On 10 November 2023 the Federal Court handed down its decision in the matter of Robertson v Singtel Optus Pty Ltd [2023] FCA 1392, a class action against Optus in connection with the Optus cyber-attack in 2022, which impacted millions of Australians and reportedly cost the telco $1 billion dollars.  The claimants sought a copy of a report, prepared by Deloitte, into the root cause of the cyber-attack. Optus’ attempt to prevent the disclosure of the report, on the basis of legal professional privilege, failed.

The decision of the court highlights the principles of legal professional privilege and their application in the event of not only a cyber-attack but any corporate crisis. Increasingly corporations and their advisers are thrust into the spotlight of a crisis: a regulatory investigation, cyber-attack or other data breach or workplace incident, and need to immediately respond to a number of stakeholders. Tension can arise between the desire to inform customers and regulators, ensuring the issue can be rectified and prevented in future, but also ensuring that confidential information is not released.

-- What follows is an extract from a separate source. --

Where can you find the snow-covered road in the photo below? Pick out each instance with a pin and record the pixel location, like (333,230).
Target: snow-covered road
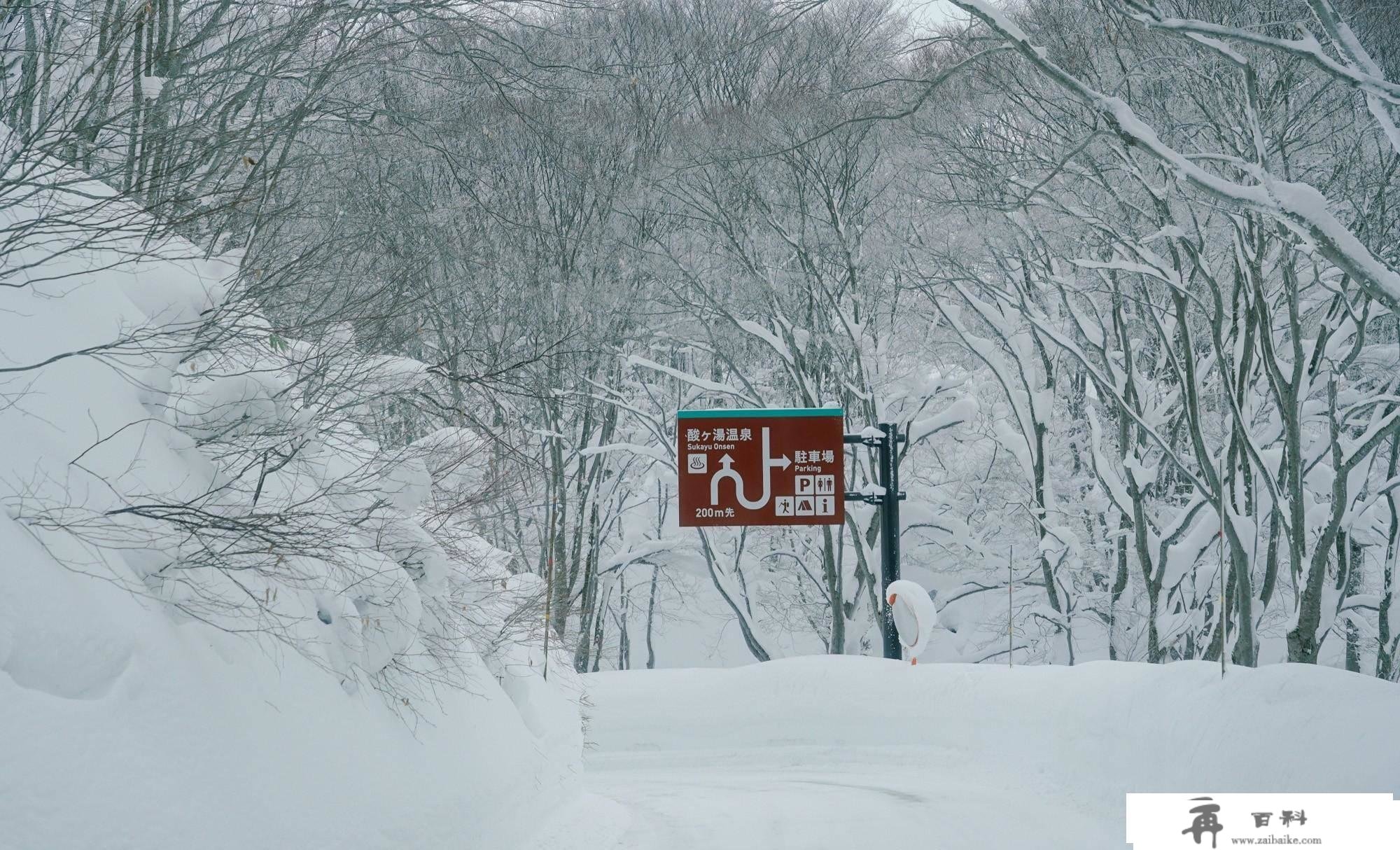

The Facts: Cyber-attack Fallout and Legal Pursuit

  1. Between 17 September 2022 and 20 September 2022, Singtel Optus Pty Ltd (Optus) and its subsidiaries were the subject of a cyber-attack.
  2. On 22 September 2022, the General Counsel/Company Secretary of Optus engaged the services of Ashurst Australia to provide Optus with legal advice and assistance in relation to the cyber-attack.
  3. On 23 September 2022, Optus Mobile Pty Ltd and Optus Internet Pty Ltd submitted a notifiable data breach form to the Office of the Information Commissioner (OAIC) informing the OAIC of the cyber-attack.
  4. On 3 October 2022, Optus published a media release titled “Optus commissions independent external review of cyberattack”, which included the following statement:

Optus is appointing international professional services firm Deloitte to conduct an independent external review of the recent cyberattacks, and its security systems, controls and processes.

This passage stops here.